Liquidity and Capital Resources

The Corporation invested $96.0 million in the second quarter of 2006 compared to $84.5 million in the second quarter of 2005.

The Corporation drilled 13 gross wells (9.44 net) of which 6 are Deep Basin, 3 are Sunset/Groundbirch and 4 are in other areas. In excess of 20 wells drilled the first quarter were completed during the second quarter. Approximately $16.3 million was invested at crown land sales in N.E-B.C. and the Alberta Deep Basin to purchase 32,000 net undeveloped acres.

For the six months ending June 30, 2006, the Corporation has invested $254.6 million compared to $173.2 million for the comparable period in 2005. The first half of 2006 is characterized by higher levels of drilling and facility construction activities.

On May 13, 2006, the Corporation completed an equity financing issuing 1,000,000 common shares at $56 per share for gross proceeds of $56 million. The proceeds of the financing were dedicated to previously planned exploration drilling delineated within Duvernay's $400 million capital budget.

A non-core oil property disposition (250 bbls/day) closed in the second quarter for proceeds of approximately $12.2 million. Early in the third quarter, net proceeds of approximately $10 mm were derived from a non-core Peace River High producing asset (80 boe/d).

In May 2006, Duvernay completed a new syndicated bank facility with a group of Canadian banks. The new facility has borrowing capacity of $300 million, up from $250 million in place at March 31, 2006. In addition the Corporation has established a $25 million operating line. The new facility has been established on terms similar to those previously in place.
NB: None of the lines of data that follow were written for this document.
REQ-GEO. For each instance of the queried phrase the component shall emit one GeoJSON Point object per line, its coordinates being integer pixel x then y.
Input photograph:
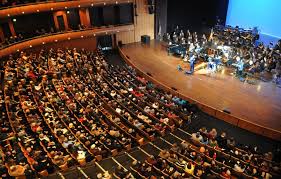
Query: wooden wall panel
{"type": "Point", "coordinates": [55, 6]}
{"type": "Point", "coordinates": [144, 24]}
{"type": "Point", "coordinates": [32, 43]}
{"type": "Point", "coordinates": [89, 43]}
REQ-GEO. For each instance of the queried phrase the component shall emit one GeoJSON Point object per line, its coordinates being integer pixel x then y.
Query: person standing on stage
{"type": "Point", "coordinates": [192, 63]}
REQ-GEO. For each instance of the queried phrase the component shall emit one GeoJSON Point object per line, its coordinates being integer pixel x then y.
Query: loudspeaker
{"type": "Point", "coordinates": [120, 43]}
{"type": "Point", "coordinates": [151, 9]}
{"type": "Point", "coordinates": [145, 39]}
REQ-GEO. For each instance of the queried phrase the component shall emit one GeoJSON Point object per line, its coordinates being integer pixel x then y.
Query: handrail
{"type": "Point", "coordinates": [62, 32]}
{"type": "Point", "coordinates": [62, 37]}
{"type": "Point", "coordinates": [31, 3]}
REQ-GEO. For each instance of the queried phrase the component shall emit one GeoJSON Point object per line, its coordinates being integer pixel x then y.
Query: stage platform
{"type": "Point", "coordinates": [254, 107]}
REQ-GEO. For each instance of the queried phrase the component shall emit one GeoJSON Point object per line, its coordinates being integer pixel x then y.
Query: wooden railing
{"type": "Point", "coordinates": [54, 6]}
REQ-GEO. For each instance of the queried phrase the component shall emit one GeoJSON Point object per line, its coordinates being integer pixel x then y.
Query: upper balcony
{"type": "Point", "coordinates": [44, 6]}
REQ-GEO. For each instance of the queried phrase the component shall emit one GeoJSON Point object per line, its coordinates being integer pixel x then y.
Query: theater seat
{"type": "Point", "coordinates": [44, 173]}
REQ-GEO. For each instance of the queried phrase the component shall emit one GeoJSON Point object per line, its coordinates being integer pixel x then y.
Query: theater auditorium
{"type": "Point", "coordinates": [140, 89]}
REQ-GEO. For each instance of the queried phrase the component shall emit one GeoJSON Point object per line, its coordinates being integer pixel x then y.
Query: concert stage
{"type": "Point", "coordinates": [256, 108]}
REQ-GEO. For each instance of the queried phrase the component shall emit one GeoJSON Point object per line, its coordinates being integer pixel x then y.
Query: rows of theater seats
{"type": "Point", "coordinates": [64, 108]}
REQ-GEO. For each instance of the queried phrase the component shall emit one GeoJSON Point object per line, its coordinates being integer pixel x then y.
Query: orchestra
{"type": "Point", "coordinates": [226, 46]}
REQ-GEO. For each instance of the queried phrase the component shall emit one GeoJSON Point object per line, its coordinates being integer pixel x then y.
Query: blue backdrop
{"type": "Point", "coordinates": [265, 14]}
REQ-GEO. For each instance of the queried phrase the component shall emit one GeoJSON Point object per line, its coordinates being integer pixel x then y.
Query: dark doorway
{"type": "Point", "coordinates": [6, 29]}
{"type": "Point", "coordinates": [61, 23]}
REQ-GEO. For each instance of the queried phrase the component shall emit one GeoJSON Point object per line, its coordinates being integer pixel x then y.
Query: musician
{"type": "Point", "coordinates": [239, 67]}
{"type": "Point", "coordinates": [181, 34]}
{"type": "Point", "coordinates": [175, 38]}
{"type": "Point", "coordinates": [192, 62]}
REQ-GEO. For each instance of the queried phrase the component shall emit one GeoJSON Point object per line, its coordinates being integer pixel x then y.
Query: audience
{"type": "Point", "coordinates": [69, 107]}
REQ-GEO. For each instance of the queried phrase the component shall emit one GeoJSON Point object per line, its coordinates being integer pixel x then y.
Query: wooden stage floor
{"type": "Point", "coordinates": [258, 104]}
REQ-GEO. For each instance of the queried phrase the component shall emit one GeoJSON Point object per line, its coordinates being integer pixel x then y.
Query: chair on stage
{"type": "Point", "coordinates": [179, 68]}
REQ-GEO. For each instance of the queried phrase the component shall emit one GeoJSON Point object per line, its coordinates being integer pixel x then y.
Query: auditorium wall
{"type": "Point", "coordinates": [143, 23]}
{"type": "Point", "coordinates": [89, 44]}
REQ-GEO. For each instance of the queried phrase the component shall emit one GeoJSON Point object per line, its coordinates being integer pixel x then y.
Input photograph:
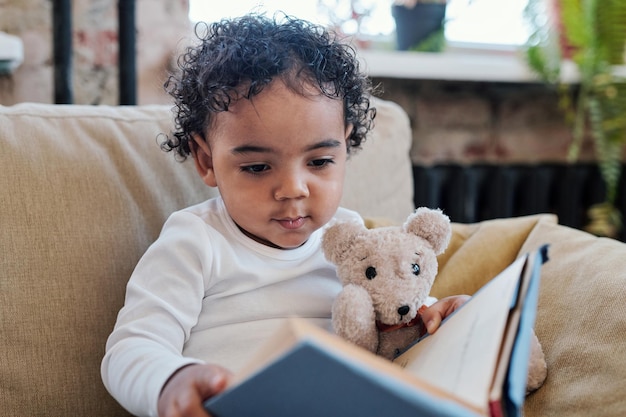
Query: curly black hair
{"type": "Point", "coordinates": [237, 58]}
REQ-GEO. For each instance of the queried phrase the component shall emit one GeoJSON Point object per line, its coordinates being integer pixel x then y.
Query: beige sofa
{"type": "Point", "coordinates": [86, 189]}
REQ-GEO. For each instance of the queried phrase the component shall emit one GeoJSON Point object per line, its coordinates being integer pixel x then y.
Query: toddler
{"type": "Point", "coordinates": [269, 110]}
As at June, 2006, the Corporation had 52,307,274 shares outstanding and 4,312,318 stock options outstanding. As at August 8, 2006, the Corporation has 52,517,607 shares outstanding and 4,221,985 stock options outstanding. During the period from June 30, 2006 until August 8, 2006, 210,333 common shares were issued on the conversion of employee stock options and 120,000 new stock options were issued.

Commodity Price Risk Management

The Corporation makes use of specific commodity hedging instruments that serve two primary business objectives. The first objective is to reduce the variability in cash flows from fluctuations in product prices to ensure a source of funding for the 2006 and 2007 capital program. The second objective is to fix the rate of return on capital invested in the gas prone resource projects. The Board of Directors has approved a policy permitting management to hedge up to a fixed percentage of budgeted corporate production.

Duvernay has entered into all hedging transactions with the same party that the commodity is physically sold to, avoiding the need to provide credit in the event that the hedges are at prices below prevailing prices. The most significant risk with the commodity hedges is that the prevailing product prices are higher than those committed to in the hedging contract. The Corporation partially mitigates this risk by including collars in its hedging portfolio. A less significant risk relates to the Corporation's ability to supply the production at future dates. This risk is managed by keeping the percentage of total budgeted production below 25% and by entering into the hedging contracts at multiple delivery points.

During the second quarter or 2006, the Corporation's Petroleum and Natural gas sales of $61.2 million included realized hedging gains of $4.1 million. At June 30, 2006 Duvernay assessed the prevailing market value of similar contracts to those that were unsettled at June and has estimated net proceeds from settling these instruments to be approximately $5.6 million. Financial Statement note 6 "Commodity Price Risk Management" provides further details.